The expansion of demand for wind energy is no more evident than in the European Union which is in the process of finalizing a legally binding requirement to produce 42.5% of energy from renewable sources by 2030. The current requirement is 32% but to meet the new target will require 420 gigawatts (GW) of wind energy including 103 GW offshore. This is more than double current capacity of 205 GW including an estimated 17 GW offshore.

Unfortunately, the rising cost of projects combined with supply chain delays is putting this and many other targets for wind energy at risk. So far this year, projects off the coasts of the UK, the Netherlands and Norway have been delayed or cancelled and a recent renewable energy auction in the UK failed to attract any interest at all. It is also becoming clear that the offshore industry may not have the capacity to deliver on ambitious regulated targets.

A further complication is the size of new turbines, the latest being fitted with 110 metre blades and a capacity of 12 to 15 megawatts (MW). Unfortunately, the larger units are also coming with more technical issues, largely attributable to the weight they are carrying. While these issues are proving expensive to manufacturers and insurers, they are also resulting in caution from developers in responding to new seabed license auctions. Escalating project development costs and uncertain returns on investments, in addition to fierce competition from oil and gas companies seeking to diversify, are combining to make many projects financially unattractive.

The situation is no better in the United States where there is a target to produce 30 GW of offshore wind by 2030 and 110 GW by 2050. Several developers including Orsted, Equinor, BP and Shell are being forced to cancel or renegotiate power contracts for the first commercial-scale U.S. wind farms due to start operating between 2025 and 2028. It seems clear that without subsidies, high project costs will undermine current production targets.

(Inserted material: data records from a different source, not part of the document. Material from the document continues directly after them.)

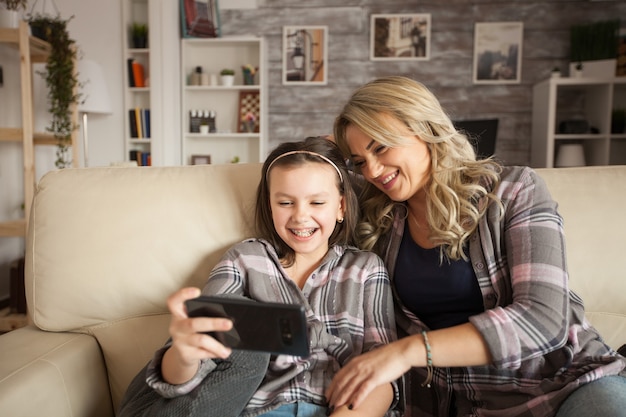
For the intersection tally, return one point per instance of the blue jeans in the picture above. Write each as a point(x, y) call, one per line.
point(298, 409)
point(602, 398)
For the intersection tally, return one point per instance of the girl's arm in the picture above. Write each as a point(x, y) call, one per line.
point(375, 405)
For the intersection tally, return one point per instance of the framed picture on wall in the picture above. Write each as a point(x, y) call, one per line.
point(400, 37)
point(199, 18)
point(305, 55)
point(249, 112)
point(200, 159)
point(498, 52)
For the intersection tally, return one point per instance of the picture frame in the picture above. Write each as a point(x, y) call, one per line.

The Business Network for Offshore Wind (BNOW) also estimates that the U.S must invest $36 billion in 110 port locations over the next decade to address the country’s offshore wind port infrastructure capacity gap.

The value of Danish energy company Orsted, the world’s largest offshore wind farm developer and which has major interests in U.S. projects, has plunged about 31% since it declared $2.3 billion in U.S. impairments in August this year. The difficulties listed were high interest rates, inadequate tax credits and supply chain delays causing some developers to walk away from contracts rather than absorb major financial losses.

A recent letter to President Biden from the Governors of Maryland, Connecticut, Massachusetts, New Jersey, New York and Rhode Island asked for leniency in qualifying offshore wind projects for new clean energy tax credits, speedier permitting, and the establishment of a program to direct a portion of the revenue generated by federal offshore wind leases to states.

 

 

A further complexity in the United States is the application of the Jones Act to the offshore wind energy industry. In 2021 The Washington Post ran a story describing the example of two wind turbines constructed off the coast of Virginia Beach. Because the vessel used for the installation of the turbines was not Jones Act-compliant since no such vessels that meet the Jones Act currently exist, the vessel was forced to operate out of Halifax, Nova Scotia.

The first Jones Act compliant vessel, to be named Charybdis, is not expected to be available until 2024 and even then, at the extremely high cost of $500 million, about double the cost of building a similar vessel in an overseas yard. Charybdis is being built at the Keppel AmFELS shipyard in Brownsville, Texas but many industry experts are suggesting that a relaxation of the Jones Act will be required if the U.S. offshore energy market is ever to be viable.

For now, the U.S. is facing the choice of using feeder barges to ferry feeder components to an on-site foreign flagged installation vessel or paying eye watering sums of money to construct a Jones Act‐​compliant installation vessel which is a long and uncertain process given the vessel’s complexity and the lack of available shipyards.